7. The method of claim 6,
The second image vector, the second text vector, and the third text vector have the same dimension as a generalized zero-shot object recognition apparatus.

8. The method of claim 7,
The learning data is a generalized zero-shot object recognition device that is learned from the same data as the class data used by the object learner.

converting the first image data into a first image vector by the first image embedding unit and transmitting the converted first image data to the calculating unit;
transmitting text information of at least some classes stored in the dataset from the first text embedding unit to the hierarchical knowledge generating unit;
transmitting, by the hierarchical knowledge generating unit, hierarchical knowledge of the class text information to the first text embedding unit;
converting the text into a first text vector of a specific dimension by the first text embedding unit considering the classes as text, and transmitting the converted text to the operation unit;
converting the hierarchical knowledge into a hierarchical semantic vector by the first text embedding unit and transmitting the converted hierarchical semantic vector to the calculating unit;
calculating, by the calculator, each Euclidean distance from the first image vector, the first text vector, and the hierarchical semantic vector to calculate a hierarchical semantic loss value; and
A generalized zero-shot object recognition method comprising learning parameters such that the hierarchical loss of meaning is minimized.

11. The method of claim 10,
Transmitting the layer knowledge to the first text embedding unit includes:
setting a hierarchical structure and storing the hierarchical knowledge generating unit; and
Comprising the step of the hierarchical knowledge generating unit generating the hierarchical knowledge by comparing the text information of the classes with the hierarchical structure,
The hierarchical knowledge is a generalized zero-shot object recognition method including upper class information and sibling class information of the classes.

12. The method of claim 11,
A generalized zero-shot object recognition method in which the hierarchical semantic loss value decreases as the distance between the first image vector and the first text vector is closer to the hierarchical semantic vector of the upper class.

12. The method of claim 11,
The hierarchical semantic loss value decreases as the distance between the first image vector and the first text vector increases from the hierarchical semantic vector of the sibling class.

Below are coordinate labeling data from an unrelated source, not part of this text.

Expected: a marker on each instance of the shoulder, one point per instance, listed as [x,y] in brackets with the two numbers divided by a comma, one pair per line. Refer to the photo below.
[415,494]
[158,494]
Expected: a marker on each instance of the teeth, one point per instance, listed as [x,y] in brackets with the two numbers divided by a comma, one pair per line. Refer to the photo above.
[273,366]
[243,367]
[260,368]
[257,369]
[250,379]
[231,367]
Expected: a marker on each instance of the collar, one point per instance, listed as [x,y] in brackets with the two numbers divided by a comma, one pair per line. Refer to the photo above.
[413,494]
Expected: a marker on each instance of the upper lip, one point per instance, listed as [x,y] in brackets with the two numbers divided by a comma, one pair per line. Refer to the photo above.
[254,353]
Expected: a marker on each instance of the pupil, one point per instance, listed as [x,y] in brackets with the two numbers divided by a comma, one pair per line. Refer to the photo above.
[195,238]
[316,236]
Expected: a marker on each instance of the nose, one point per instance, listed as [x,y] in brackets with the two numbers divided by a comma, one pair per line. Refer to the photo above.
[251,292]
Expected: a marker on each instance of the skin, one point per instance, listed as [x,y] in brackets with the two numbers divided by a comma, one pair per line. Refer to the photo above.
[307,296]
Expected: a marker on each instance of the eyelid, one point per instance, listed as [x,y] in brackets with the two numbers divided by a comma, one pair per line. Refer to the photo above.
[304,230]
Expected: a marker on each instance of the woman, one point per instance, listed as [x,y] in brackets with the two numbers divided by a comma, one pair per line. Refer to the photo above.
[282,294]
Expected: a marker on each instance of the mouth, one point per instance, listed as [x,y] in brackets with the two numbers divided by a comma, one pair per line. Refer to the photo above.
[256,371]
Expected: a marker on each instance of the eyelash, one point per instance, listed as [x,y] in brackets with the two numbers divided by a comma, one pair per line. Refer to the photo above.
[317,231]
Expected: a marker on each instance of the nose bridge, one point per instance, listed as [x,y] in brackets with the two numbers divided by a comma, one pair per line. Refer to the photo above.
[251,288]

12. The method of claim 11,
classifying the second image data as separate training data in the uncertainty estimator and outputting probability values that the second image data is classified into each of the classes included in the training data;
calculating an uncertainty estimate from the distribution of the probability values in the uncertainty estimator and transmitting it to the distance comparator;
converting the second image data into a second image vector by a second image embedding unit and transmitting it to a distance comparator;
converting learned classes into a second text vector by considering all classes stored in the dataset as text by a second text embedding unit, and converting unlearned classes into a third text vector;
calculating, by the distance comparator, a learning distance defined as a distance value between the second image vector and the second text vector and an unlearned distance defined as a distance between the third text vector and the second image vector; and
The generalized zero-shot object recognition method further comprising the step of dividing the unlearned distance by the uncertainty estimate by the distance comparison unit to calculate a final classification result.

15. The method of claim 14,
The uncertainty estimation value has a lower value as the probability that the second image data is included in the training data is higher, and has a higher value as the probability that the second image data is included in the training data is low. Way.

15. The method of claim 14,
The second image vector, the second text vector, and the third text vector have the same dimension as a generalized zero-shot object recognition method.